Pong. I played it, too. :)
As for gaming, perhaps one of the best examples I can give is within the sub-culture of people who play Civilization. I've played Civ since the first one, back in the late 80s. And in that time, I (and many other people) have noticed that there are two major types of players and one minor.
The first are the Builders. These types of players tend to concentrate on building up their civilization nearly to the exclusion of all else. They focus on researching peaceful technologies like the Wheel and Pottery, only researching military technologies when they are needed to advance towards more peaceful techs or when the technology has significant non-military benefits. (Like Bronze Working. It allows you to build spearmen, but also to clear forests for planting crops) One of the greatest danger facing a Builder is being attacked by a civilization that has focused more on military matters, although usually if enough time has passed the Builder has a sufficient internal structure to recover from the initial assault and produce military units to respond, often far more advanced than their assailants as their healthy economy has accelerated their research.
The second type are the Warmakers. These players focus on the military aspect of the game. Their civilizations often do not have extensive internal developments, building just enough infrastructure to support their military machine. A prime tactic of this type is to build up an army and attack their foes swiftly, before the other side can build up a large technological gap. Research is focused upon military lines, or on technologies that can be used to support the military.
The minor type are the Hybrids. These players are a little Builder and a little Warmaker. They build a solid infrastructure, and use that to produce their military. They are not as advanced or as productive as the Builders, nor as militarily mighty as the Warmakers.
Me, I'm a builder type. My 'wars of conquest' in the game are few and unusual and I am usually happy to build up my civilization and win the game via diplomatic, cultural, or technological means, rather than conquest and domination. My military units can go for centuries without upgrades, which occasionally causes the AI opponents to misjudge my strength, leading to a defensive war while I upgrade and drive it out again.
But there is a dark side to Building as well. If you are working on your civilization and you find that you lack a needed resource, you have to trade for it with someone who has it.

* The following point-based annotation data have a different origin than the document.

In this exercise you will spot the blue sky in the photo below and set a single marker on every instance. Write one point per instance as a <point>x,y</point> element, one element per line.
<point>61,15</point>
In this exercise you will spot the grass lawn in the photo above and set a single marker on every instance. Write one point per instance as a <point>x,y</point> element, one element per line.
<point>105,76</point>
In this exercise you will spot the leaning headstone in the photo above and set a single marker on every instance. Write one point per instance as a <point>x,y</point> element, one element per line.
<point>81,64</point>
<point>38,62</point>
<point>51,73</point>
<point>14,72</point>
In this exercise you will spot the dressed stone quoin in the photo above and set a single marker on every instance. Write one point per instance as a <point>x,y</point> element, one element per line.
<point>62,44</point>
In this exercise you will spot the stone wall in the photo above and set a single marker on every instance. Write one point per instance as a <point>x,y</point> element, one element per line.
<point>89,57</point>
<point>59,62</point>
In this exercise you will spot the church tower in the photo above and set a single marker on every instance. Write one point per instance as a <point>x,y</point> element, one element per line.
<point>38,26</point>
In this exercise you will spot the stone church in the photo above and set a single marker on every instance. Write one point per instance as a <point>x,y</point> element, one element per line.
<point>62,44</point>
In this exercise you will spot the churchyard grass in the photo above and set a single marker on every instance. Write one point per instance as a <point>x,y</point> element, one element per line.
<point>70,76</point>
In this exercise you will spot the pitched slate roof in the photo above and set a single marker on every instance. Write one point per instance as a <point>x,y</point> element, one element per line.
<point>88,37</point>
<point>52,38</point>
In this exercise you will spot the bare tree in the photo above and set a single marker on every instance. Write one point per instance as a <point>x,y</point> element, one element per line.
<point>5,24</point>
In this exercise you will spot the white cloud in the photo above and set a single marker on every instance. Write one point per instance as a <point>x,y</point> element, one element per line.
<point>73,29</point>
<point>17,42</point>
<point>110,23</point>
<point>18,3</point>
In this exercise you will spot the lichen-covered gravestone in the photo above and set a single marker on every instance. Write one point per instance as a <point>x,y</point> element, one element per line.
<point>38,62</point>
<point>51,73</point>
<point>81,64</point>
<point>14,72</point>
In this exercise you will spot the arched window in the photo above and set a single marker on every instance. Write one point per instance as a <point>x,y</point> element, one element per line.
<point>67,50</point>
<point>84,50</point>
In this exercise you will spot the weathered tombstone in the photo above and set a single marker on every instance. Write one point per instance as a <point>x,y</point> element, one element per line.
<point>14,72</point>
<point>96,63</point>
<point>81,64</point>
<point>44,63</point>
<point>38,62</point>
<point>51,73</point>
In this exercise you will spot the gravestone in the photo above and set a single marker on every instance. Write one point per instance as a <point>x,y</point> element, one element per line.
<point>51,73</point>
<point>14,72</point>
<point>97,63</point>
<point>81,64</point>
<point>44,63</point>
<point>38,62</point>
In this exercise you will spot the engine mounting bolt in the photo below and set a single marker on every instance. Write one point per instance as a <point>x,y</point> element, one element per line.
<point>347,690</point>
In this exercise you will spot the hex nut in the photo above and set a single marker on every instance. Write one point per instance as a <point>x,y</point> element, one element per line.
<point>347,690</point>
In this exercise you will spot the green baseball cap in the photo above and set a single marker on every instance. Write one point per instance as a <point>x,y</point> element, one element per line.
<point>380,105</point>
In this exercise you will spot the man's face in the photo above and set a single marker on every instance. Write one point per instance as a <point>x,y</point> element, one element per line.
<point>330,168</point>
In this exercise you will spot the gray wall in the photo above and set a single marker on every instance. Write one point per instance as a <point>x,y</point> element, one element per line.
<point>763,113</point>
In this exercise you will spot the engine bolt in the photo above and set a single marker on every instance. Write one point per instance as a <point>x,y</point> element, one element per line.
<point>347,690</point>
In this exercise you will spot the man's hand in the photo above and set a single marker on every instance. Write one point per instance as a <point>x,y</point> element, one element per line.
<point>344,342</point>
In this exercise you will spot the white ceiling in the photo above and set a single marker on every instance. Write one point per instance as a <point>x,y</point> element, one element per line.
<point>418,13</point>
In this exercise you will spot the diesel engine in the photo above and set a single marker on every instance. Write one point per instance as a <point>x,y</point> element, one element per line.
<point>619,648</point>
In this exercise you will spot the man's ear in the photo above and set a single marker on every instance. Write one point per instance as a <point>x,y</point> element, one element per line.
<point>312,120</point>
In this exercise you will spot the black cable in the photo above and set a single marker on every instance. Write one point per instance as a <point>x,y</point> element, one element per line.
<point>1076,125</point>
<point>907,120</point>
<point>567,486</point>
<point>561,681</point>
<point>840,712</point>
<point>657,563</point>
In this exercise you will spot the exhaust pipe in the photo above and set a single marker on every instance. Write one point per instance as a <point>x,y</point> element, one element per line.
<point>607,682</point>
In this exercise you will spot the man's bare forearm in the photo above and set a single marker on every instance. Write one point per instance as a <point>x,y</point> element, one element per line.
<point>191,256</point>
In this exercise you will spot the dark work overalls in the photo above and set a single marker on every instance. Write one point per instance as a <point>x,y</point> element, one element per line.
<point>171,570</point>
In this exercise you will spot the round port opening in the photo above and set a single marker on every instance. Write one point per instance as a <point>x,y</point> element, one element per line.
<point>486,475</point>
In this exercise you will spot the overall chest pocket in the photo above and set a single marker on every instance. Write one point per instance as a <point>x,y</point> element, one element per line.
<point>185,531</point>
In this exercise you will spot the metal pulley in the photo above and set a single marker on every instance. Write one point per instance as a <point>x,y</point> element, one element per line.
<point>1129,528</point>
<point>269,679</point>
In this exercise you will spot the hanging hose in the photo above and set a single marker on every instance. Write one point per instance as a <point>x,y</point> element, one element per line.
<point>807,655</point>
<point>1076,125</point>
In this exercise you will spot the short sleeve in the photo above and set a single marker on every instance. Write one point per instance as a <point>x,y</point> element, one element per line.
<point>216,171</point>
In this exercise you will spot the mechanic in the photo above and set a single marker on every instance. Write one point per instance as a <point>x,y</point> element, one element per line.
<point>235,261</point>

And if they refuse to trade, the temptation to fight for it is strong. Scarce resources leads to conflict. In games or in the real world.

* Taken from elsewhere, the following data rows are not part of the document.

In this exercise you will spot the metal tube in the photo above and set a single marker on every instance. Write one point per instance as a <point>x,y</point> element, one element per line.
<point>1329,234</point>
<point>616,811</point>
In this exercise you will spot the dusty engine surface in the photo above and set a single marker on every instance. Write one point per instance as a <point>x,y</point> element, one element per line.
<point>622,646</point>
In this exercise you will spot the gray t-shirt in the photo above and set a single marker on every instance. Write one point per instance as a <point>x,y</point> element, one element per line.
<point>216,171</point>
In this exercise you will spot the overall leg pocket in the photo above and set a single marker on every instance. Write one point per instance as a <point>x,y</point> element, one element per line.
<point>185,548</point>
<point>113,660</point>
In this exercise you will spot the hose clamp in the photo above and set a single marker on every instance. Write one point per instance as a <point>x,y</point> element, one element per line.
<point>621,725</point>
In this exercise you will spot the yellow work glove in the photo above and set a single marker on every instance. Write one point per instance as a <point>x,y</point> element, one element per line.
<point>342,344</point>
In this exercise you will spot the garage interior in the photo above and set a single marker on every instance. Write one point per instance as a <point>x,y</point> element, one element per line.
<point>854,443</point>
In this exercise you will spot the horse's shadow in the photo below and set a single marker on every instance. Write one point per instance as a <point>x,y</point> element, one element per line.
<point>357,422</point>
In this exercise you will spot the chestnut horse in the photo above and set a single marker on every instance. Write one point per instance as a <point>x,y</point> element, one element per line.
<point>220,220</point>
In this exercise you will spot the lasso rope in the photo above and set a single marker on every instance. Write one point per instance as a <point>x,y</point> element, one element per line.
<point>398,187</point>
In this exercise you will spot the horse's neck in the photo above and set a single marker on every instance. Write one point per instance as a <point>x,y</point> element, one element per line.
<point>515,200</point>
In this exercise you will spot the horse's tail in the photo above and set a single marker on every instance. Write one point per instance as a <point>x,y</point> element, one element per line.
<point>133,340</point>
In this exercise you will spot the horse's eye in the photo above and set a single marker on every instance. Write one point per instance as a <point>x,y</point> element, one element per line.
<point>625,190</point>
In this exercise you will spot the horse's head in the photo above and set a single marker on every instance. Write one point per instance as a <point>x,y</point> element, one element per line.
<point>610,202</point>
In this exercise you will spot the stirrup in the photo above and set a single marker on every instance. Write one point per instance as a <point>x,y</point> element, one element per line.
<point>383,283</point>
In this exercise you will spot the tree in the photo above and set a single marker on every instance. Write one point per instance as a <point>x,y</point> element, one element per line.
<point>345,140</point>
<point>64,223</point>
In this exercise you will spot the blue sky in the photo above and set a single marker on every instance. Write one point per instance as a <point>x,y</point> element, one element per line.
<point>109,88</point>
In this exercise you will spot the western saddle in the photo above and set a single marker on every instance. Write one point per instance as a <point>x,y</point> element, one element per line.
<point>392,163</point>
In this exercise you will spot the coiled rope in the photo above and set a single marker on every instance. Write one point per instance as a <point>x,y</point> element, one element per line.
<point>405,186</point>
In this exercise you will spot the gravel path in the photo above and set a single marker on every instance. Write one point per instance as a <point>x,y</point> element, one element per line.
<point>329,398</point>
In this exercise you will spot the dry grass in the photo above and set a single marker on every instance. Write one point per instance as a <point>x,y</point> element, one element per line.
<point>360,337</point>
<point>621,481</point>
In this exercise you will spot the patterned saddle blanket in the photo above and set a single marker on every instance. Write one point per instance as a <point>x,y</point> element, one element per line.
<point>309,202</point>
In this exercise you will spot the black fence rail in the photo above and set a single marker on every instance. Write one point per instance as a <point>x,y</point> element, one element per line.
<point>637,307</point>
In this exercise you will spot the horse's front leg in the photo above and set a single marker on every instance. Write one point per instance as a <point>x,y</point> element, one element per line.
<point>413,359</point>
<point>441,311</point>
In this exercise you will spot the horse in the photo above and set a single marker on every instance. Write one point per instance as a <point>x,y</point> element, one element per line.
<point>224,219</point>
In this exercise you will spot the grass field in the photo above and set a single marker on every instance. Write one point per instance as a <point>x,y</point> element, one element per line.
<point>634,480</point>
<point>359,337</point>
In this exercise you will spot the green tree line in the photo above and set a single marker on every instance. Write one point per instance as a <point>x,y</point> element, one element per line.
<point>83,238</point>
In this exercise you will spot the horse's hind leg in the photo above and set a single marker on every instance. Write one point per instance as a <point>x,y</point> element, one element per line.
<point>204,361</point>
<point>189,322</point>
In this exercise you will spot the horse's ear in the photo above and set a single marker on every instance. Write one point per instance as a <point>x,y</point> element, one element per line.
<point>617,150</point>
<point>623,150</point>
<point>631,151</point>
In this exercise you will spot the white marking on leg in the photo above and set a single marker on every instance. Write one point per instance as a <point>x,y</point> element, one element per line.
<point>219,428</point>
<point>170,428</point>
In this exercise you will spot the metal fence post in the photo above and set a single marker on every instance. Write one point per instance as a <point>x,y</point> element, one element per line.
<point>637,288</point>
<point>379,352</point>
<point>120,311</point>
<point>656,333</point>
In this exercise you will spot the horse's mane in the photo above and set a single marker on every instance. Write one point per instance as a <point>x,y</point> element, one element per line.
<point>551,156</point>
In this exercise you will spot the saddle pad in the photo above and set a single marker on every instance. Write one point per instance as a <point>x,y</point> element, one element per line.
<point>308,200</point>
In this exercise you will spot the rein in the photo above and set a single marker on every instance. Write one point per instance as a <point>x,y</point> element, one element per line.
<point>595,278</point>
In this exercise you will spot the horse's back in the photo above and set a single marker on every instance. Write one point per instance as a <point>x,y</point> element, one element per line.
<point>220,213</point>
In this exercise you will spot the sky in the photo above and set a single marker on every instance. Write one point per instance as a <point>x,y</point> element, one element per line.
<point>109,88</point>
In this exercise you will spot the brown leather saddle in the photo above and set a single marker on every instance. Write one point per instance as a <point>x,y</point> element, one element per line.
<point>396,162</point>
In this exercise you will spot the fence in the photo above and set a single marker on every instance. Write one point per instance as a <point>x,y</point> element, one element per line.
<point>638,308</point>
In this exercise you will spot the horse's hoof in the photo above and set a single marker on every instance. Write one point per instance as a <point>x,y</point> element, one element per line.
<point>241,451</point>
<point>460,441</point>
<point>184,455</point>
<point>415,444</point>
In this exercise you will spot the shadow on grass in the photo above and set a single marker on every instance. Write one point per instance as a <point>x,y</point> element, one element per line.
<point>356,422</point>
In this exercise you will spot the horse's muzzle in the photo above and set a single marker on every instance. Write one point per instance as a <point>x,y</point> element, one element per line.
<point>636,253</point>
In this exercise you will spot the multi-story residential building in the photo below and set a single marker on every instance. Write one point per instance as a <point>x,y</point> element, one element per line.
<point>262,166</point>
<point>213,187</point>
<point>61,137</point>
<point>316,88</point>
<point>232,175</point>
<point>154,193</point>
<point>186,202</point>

Your game description gave me a good giggle. :) it's quite intense :)
[...]scarce resources leads to conflict. In games or in the real world.[...]
yep, that's something I experience intensely.
I had this morbid satisfaction of religion creating conflicts and alliances and so on. Sometimes I would have 5 enemies because of my civ's religion, and sometimes I would have 5 allies for the same reason.
And I also liked that choosing to have no state religion in the late game was the most advantageous thing to do.
I don't know if video gaming has anything to do with moral reasoning. At least for me, they're completely disconnected. How I play games has no impact on my stances / behaviour IRL.
I mostly play(ed) FPSs. Nothing's more hilarious than shrinking pals in Deathmatch and stomping on them, or deceiving them with the HoloDuke and blowing them to bits with a PipeBomb. Ah, nostalgic memories.
I never gotten that much into online gaming as the post-match discussions with friends were a part of the experience.
In strategy games I usually choose a less violent approach, but sometimes it's fun to just wreak havoc.
Nowadays, I seldom play. My preferences still are shooters but I want a richer storyline as I grow older. I'm more into single player as LAN-parties are harder to organize.
So, while I love being a virtual badass killing machine, I loathe violence. I try to stay out of fights, but I wouldn't hesitate to return a punch.
Oh, and Pong. That was one of the programming examples my brother and I typed into that BASIC 1.1 computer.